Sebenarnya kalau dipikir, sangat normal jika kita penuh dosa dan penuh dengan kekurangan, yang menjadi masalah adalah saat kita berhenti dan menyesali dosa-dosa yang telah kita lakukan serta melakukan taubat kepada Allah SWT. Memang sangat berat, akan tetapi keikhlasan dalam bertaubatlah yang harus turut menyertai kita” katanya lagi.

“Benar itu pak, pertaubatan dalam mengingat dosa harus tetap kita lakukan agar jangan lalai dari tipu daya dunia ini” kataku sambil melihat jam tanganku

“Aduh…maaf pak kebetulan hujan telah redah dan saya harus menjemput anak di sekolah. sebenarnya masih ingin berlama-lama ngobrol dengan bapak, tapi……”

“Yah…sudah nak, gak apa-apa, utamakan keluargamu. Sebab mereka lah yang membuat diri kita menjadi semangat. Jangan pernah kau abaikan itu, karena saya telah mengalaminya sendiri” pesan lelaki separoh baya.

“Jadi gak apa-apa ni ….saya tinggal” kataku meyakinkan lelaki itu.

“Silahkan nak, sayapun mau melanjutkan pekerjaan yang tertunda. Lain waktu kita bisa ngobrol lagi dengan suasana yang berbeda.” Katanya

Akupun bangkit dan menyalamnya sekaligus pamit untuk menjemput anakku yang sudah kelamaan menunggu di sekolah.

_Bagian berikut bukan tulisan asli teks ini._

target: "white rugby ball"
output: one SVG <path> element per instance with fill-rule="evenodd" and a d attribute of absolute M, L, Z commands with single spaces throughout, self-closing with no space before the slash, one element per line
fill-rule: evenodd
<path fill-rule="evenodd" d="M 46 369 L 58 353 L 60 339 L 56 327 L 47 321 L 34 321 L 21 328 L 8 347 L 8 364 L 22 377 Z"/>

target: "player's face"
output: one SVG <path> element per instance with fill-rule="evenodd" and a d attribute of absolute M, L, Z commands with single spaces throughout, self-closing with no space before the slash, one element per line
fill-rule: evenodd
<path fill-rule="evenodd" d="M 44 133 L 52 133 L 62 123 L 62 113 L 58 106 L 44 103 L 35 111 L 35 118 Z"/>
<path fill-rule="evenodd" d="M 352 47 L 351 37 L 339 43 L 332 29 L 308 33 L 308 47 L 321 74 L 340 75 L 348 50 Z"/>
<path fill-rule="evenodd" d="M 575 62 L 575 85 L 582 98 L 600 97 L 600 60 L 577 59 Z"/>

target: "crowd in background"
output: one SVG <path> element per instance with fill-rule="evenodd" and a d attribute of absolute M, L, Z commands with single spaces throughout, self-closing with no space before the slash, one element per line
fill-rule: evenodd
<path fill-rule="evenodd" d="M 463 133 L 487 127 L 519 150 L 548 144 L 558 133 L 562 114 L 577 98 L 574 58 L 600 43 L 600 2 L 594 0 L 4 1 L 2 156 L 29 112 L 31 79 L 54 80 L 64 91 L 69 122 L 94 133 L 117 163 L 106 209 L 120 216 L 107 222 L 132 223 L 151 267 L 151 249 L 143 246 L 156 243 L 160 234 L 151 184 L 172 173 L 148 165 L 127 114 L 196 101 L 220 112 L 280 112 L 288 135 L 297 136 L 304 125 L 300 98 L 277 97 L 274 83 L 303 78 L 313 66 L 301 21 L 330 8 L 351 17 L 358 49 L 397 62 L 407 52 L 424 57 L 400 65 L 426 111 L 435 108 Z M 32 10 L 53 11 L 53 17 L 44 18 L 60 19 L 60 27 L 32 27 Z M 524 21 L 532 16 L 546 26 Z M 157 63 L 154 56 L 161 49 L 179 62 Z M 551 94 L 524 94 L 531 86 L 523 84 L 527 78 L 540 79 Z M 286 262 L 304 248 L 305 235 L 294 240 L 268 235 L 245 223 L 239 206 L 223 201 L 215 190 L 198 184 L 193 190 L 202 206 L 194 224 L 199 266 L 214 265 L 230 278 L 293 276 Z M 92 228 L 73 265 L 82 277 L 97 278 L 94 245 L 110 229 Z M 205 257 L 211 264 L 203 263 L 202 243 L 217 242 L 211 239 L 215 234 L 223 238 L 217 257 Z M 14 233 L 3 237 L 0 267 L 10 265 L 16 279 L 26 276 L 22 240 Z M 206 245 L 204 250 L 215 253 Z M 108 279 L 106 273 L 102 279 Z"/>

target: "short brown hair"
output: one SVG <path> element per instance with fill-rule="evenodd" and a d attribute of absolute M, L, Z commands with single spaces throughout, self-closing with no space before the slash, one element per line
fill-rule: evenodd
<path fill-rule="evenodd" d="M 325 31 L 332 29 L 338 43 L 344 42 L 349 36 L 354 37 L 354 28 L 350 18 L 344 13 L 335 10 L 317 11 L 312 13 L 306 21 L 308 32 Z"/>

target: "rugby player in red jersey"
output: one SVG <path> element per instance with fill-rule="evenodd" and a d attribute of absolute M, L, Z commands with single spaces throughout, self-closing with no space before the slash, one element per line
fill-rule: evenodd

Apa yang dilakukan lelaki separoh baya itu merupakan hal yang tersulit kalau tidak dibarengi dengan keikhlasan, sebab pertaruhan ego yang hebat ketika seorang kontraktor beralih profesi menjadi tukang butut. Mudah-mudahan beliau sanggup menjalani proses hijrahnya dengan ikhlas dan sabar. 

(Cerita ini hanya fiksi, jika ada kesamaan cerita itu hanya kebetulan saja.)